Waiting in arrivals for William Allitt School to arrive into Naples Airport filled me with the anticipation for the things to come on this History & Geography tour.
A jam-packed itinerary, which had started to become part my very being. The emails that went to and from various people to get this trip up and running. It all started to feel very real. Sitting behind the computer where you feel in control and organised can not necessarily prepare you for the big wide world.
I was so excited that my first tour away with a group was to somewhere I had visited previously and loved. It wasn’t difficult to get to students excited when I visited them for a preparation parents evening of things they could expect. I was nervous about wanting the trip to run smoothly and yes, there may have been bumps in the road, but we can’t blame the Romans for the tools that were available to them at the time!
The reason study trips are so important is watching the pieces of the jigsaw fit together. We can read, research and write about history & geography and other subjects in school.

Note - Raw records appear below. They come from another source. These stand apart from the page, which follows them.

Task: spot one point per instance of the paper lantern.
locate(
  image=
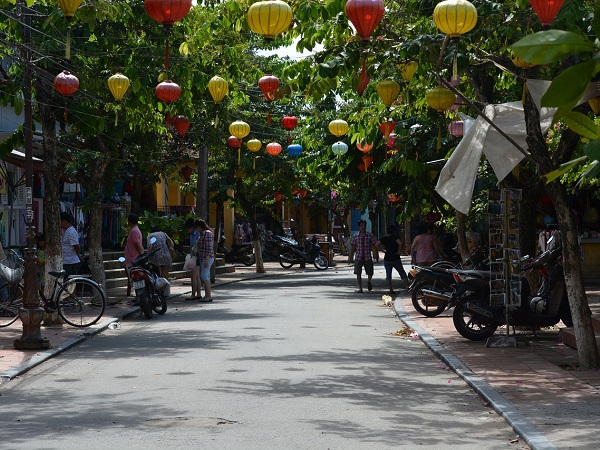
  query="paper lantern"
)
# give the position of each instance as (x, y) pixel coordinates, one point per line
(455, 17)
(269, 18)
(181, 124)
(365, 15)
(546, 10)
(167, 91)
(239, 129)
(294, 150)
(167, 12)
(440, 98)
(363, 147)
(218, 88)
(66, 83)
(338, 127)
(388, 91)
(274, 148)
(339, 148)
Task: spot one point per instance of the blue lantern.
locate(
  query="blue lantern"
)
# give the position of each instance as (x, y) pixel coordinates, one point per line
(294, 150)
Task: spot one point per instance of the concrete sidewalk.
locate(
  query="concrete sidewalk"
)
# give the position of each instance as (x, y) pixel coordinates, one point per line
(537, 389)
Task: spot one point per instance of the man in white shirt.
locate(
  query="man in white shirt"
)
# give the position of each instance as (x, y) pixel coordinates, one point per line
(70, 244)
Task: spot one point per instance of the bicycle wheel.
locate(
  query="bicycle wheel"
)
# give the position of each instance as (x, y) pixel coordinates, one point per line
(80, 302)
(11, 300)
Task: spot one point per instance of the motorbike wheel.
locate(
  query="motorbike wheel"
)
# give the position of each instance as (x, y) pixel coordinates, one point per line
(321, 262)
(470, 325)
(160, 305)
(248, 259)
(144, 300)
(286, 259)
(427, 306)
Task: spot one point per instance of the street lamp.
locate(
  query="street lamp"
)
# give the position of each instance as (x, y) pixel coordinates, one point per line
(31, 314)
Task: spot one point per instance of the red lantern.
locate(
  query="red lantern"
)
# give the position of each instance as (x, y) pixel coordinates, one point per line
(234, 142)
(66, 83)
(546, 10)
(167, 91)
(181, 124)
(274, 148)
(365, 15)
(367, 161)
(187, 171)
(387, 127)
(267, 85)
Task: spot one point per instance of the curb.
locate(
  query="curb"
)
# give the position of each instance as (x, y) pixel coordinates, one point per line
(512, 416)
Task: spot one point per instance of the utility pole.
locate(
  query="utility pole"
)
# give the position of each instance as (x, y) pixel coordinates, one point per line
(31, 314)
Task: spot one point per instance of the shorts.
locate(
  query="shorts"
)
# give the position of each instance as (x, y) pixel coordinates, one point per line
(368, 265)
(205, 271)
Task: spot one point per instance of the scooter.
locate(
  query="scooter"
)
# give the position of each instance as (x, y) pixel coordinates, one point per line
(476, 319)
(239, 253)
(291, 254)
(150, 288)
(432, 287)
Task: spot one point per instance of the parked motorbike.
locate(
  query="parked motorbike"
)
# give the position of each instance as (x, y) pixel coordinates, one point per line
(432, 287)
(476, 319)
(291, 253)
(239, 253)
(150, 288)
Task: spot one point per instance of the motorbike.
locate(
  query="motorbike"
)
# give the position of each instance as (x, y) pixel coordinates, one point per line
(151, 290)
(239, 253)
(432, 287)
(291, 253)
(475, 318)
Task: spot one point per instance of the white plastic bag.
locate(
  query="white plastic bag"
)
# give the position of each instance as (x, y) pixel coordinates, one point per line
(190, 262)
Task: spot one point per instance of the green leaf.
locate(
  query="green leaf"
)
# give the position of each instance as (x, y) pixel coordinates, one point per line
(568, 87)
(549, 46)
(592, 149)
(582, 125)
(562, 169)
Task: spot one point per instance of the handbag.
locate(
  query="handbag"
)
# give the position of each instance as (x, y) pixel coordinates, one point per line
(190, 262)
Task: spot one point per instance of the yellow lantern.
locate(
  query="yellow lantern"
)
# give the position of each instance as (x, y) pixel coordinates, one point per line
(338, 127)
(388, 91)
(440, 98)
(455, 17)
(118, 85)
(269, 18)
(218, 88)
(407, 70)
(69, 7)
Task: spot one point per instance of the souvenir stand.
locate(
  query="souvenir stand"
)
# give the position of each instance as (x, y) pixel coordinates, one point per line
(505, 257)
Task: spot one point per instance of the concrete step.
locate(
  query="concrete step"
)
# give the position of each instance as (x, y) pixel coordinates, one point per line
(567, 335)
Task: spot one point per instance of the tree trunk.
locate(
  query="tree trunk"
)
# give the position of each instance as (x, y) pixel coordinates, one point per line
(587, 349)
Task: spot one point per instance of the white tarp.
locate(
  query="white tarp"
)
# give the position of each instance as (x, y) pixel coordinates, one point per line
(457, 178)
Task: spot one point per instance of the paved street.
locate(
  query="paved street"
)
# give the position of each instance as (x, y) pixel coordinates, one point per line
(279, 362)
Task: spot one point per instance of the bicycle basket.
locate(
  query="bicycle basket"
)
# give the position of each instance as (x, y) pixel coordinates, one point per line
(11, 271)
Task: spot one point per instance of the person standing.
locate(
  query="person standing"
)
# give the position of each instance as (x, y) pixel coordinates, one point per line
(392, 245)
(425, 247)
(133, 246)
(205, 256)
(195, 272)
(70, 244)
(361, 245)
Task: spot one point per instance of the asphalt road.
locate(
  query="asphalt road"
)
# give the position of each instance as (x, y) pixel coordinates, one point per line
(295, 362)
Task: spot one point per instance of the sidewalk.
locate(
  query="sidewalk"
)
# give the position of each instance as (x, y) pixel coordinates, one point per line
(536, 388)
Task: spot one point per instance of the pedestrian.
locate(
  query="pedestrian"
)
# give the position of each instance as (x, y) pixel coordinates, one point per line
(205, 256)
(133, 246)
(40, 243)
(70, 244)
(162, 258)
(392, 245)
(425, 247)
(361, 245)
(195, 271)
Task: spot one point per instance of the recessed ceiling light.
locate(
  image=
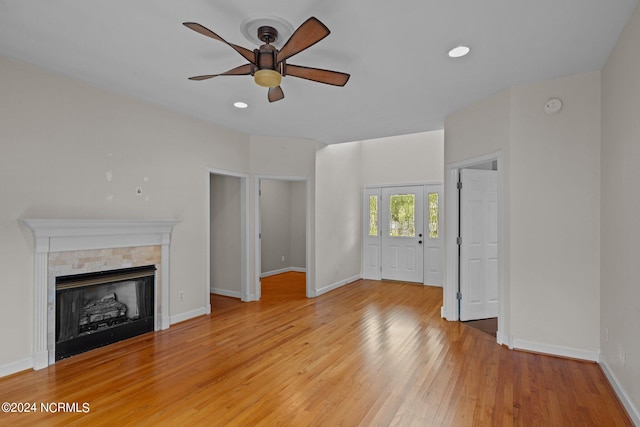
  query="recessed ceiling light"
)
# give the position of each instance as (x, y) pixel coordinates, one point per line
(459, 51)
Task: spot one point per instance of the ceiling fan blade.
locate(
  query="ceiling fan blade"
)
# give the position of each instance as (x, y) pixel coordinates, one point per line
(248, 54)
(242, 70)
(275, 94)
(329, 77)
(309, 33)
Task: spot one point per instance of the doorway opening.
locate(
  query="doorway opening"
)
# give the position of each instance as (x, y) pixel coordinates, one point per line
(282, 224)
(227, 235)
(469, 271)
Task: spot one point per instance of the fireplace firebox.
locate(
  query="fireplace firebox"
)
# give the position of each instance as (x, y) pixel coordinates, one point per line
(96, 309)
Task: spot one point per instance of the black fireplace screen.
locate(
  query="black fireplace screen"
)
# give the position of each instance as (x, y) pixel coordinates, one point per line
(97, 309)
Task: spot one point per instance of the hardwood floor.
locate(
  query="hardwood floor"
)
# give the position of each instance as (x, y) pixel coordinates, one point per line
(369, 353)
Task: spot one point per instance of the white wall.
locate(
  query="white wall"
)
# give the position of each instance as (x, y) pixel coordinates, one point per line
(59, 139)
(555, 215)
(551, 197)
(403, 159)
(298, 224)
(481, 129)
(225, 230)
(338, 216)
(620, 229)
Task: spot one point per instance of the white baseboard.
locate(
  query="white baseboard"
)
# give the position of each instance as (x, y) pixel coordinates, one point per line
(283, 270)
(225, 292)
(555, 350)
(17, 366)
(335, 285)
(622, 394)
(181, 317)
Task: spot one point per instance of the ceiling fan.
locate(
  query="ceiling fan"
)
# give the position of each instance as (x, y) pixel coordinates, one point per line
(268, 65)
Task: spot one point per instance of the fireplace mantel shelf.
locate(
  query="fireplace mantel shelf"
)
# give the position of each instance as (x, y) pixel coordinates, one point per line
(62, 235)
(96, 227)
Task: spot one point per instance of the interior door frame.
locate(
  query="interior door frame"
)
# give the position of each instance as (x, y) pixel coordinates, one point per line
(310, 293)
(450, 308)
(244, 233)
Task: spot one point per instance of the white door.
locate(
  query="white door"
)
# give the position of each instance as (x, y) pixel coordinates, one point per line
(433, 258)
(479, 244)
(371, 249)
(401, 229)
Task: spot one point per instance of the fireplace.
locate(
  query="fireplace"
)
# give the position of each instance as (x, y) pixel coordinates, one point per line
(96, 309)
(64, 247)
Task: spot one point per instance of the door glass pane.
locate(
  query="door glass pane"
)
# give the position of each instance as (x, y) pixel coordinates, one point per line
(373, 215)
(402, 208)
(433, 215)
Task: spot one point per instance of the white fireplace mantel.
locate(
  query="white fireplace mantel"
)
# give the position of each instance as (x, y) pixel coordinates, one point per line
(61, 235)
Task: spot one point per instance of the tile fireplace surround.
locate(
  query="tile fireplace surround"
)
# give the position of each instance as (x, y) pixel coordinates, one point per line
(72, 246)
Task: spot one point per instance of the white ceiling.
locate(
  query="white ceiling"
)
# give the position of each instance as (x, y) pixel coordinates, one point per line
(401, 78)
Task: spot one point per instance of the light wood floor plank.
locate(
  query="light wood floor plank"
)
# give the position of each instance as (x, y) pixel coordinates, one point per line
(370, 353)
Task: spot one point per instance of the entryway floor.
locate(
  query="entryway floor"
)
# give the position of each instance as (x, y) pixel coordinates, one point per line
(488, 326)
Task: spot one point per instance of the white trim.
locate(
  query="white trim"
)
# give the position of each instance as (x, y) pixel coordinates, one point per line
(58, 235)
(555, 350)
(633, 412)
(336, 285)
(181, 317)
(18, 366)
(224, 293)
(450, 305)
(283, 270)
(403, 184)
(244, 233)
(310, 292)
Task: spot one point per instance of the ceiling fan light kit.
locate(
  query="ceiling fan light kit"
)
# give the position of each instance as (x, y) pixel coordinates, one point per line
(267, 78)
(268, 65)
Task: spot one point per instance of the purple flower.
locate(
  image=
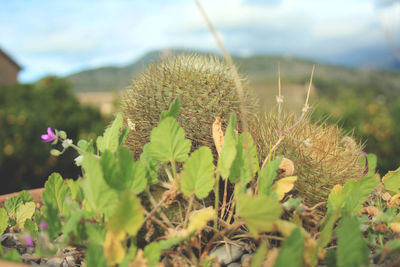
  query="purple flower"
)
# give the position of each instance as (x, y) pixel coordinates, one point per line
(43, 225)
(29, 241)
(49, 137)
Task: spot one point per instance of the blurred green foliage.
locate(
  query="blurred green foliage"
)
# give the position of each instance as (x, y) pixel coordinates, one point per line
(26, 110)
(369, 108)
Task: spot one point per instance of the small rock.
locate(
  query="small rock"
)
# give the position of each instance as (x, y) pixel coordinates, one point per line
(227, 253)
(245, 256)
(69, 261)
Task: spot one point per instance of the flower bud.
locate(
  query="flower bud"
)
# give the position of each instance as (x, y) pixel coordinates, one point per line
(62, 134)
(55, 152)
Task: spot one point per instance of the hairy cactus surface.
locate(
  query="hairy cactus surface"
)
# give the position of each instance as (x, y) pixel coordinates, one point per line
(206, 90)
(323, 155)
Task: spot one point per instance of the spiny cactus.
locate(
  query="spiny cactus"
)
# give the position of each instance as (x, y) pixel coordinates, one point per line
(206, 90)
(323, 155)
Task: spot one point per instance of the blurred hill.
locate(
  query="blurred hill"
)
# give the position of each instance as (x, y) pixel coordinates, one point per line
(261, 70)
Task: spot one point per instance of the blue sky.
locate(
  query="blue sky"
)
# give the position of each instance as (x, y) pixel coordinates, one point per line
(62, 37)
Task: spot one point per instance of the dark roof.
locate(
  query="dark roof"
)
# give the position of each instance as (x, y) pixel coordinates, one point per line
(4, 54)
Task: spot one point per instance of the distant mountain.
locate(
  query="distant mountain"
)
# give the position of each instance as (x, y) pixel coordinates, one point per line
(260, 69)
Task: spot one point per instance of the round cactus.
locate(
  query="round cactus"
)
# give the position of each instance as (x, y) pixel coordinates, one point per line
(206, 90)
(323, 155)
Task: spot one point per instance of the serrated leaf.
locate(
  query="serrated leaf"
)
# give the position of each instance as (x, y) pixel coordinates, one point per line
(267, 176)
(352, 249)
(56, 190)
(76, 190)
(168, 142)
(228, 151)
(113, 248)
(283, 186)
(198, 173)
(100, 196)
(291, 253)
(151, 166)
(110, 138)
(259, 212)
(391, 181)
(11, 255)
(25, 196)
(71, 224)
(128, 216)
(52, 218)
(96, 233)
(3, 220)
(357, 193)
(24, 212)
(198, 219)
(95, 256)
(152, 251)
(31, 227)
(12, 204)
(245, 166)
(173, 110)
(123, 173)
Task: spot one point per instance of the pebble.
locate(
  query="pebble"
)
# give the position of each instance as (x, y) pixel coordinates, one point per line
(69, 261)
(227, 253)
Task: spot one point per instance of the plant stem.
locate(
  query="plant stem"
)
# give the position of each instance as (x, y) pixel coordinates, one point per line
(216, 196)
(188, 210)
(154, 203)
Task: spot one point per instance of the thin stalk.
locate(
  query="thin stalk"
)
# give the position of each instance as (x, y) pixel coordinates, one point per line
(224, 199)
(162, 214)
(188, 210)
(216, 196)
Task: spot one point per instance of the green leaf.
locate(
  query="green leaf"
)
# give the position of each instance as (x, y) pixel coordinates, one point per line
(259, 212)
(71, 225)
(228, 150)
(76, 190)
(25, 196)
(153, 250)
(267, 176)
(123, 173)
(198, 173)
(151, 165)
(96, 233)
(3, 220)
(110, 138)
(56, 190)
(357, 193)
(245, 166)
(168, 143)
(11, 255)
(291, 253)
(24, 212)
(173, 110)
(128, 215)
(12, 204)
(95, 256)
(31, 227)
(100, 196)
(259, 255)
(391, 181)
(372, 160)
(352, 249)
(52, 218)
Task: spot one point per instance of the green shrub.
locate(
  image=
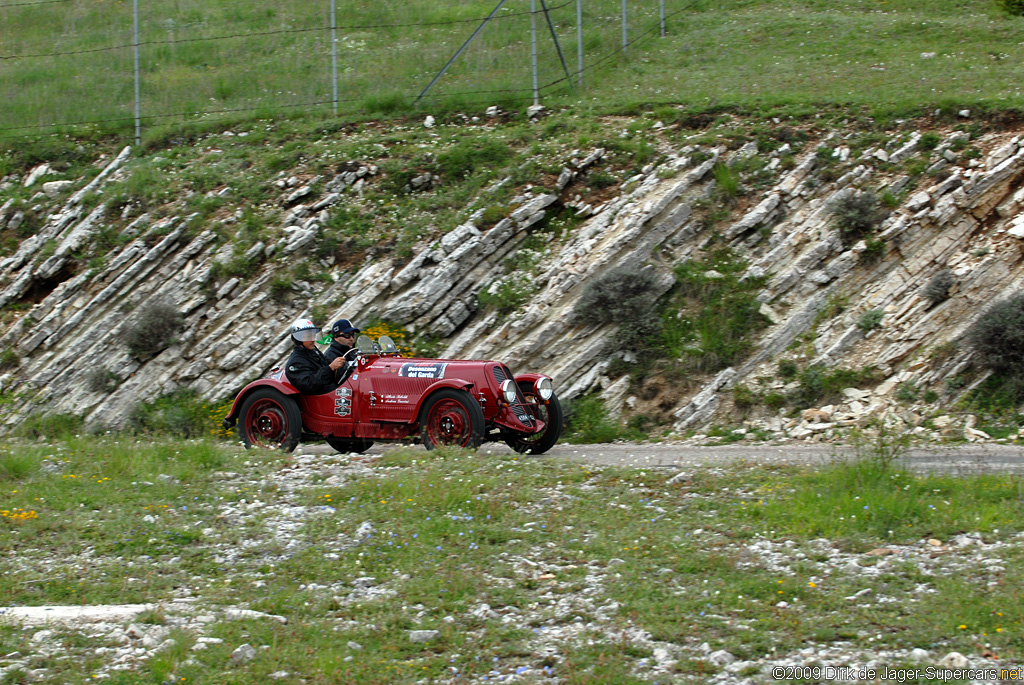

However, seeing the ground where the people of Pompeii walked, having the dust from Mount Vesuvius cover your shoes and see the light being bought back to the perished bodies of Herculaneum cannot be measured in the classroom. The adventure, the sights, sounds, laughs with friends, Ice cream and sharing stories are the elements that cannot be planned behind the desk in the office. These are the things that grow and personalise the trip with the memories that last forever. Walking the students down the street from their hotel to watch traditional Italian music being played really is delivering the unexpected.
Not only do we now have a shared experience with people who were strangers when waving the ‘Let’s Get Touring’ card at. But leaving the group outside Naples Archaeological Museum to the chorus of goodbyes and thank you and seeing the delight, yet slightly tired faces was worth all the hard work.
And as Pliny the Elder said on his Pompeii rescue mission – ‘Fortune Favours the brave’.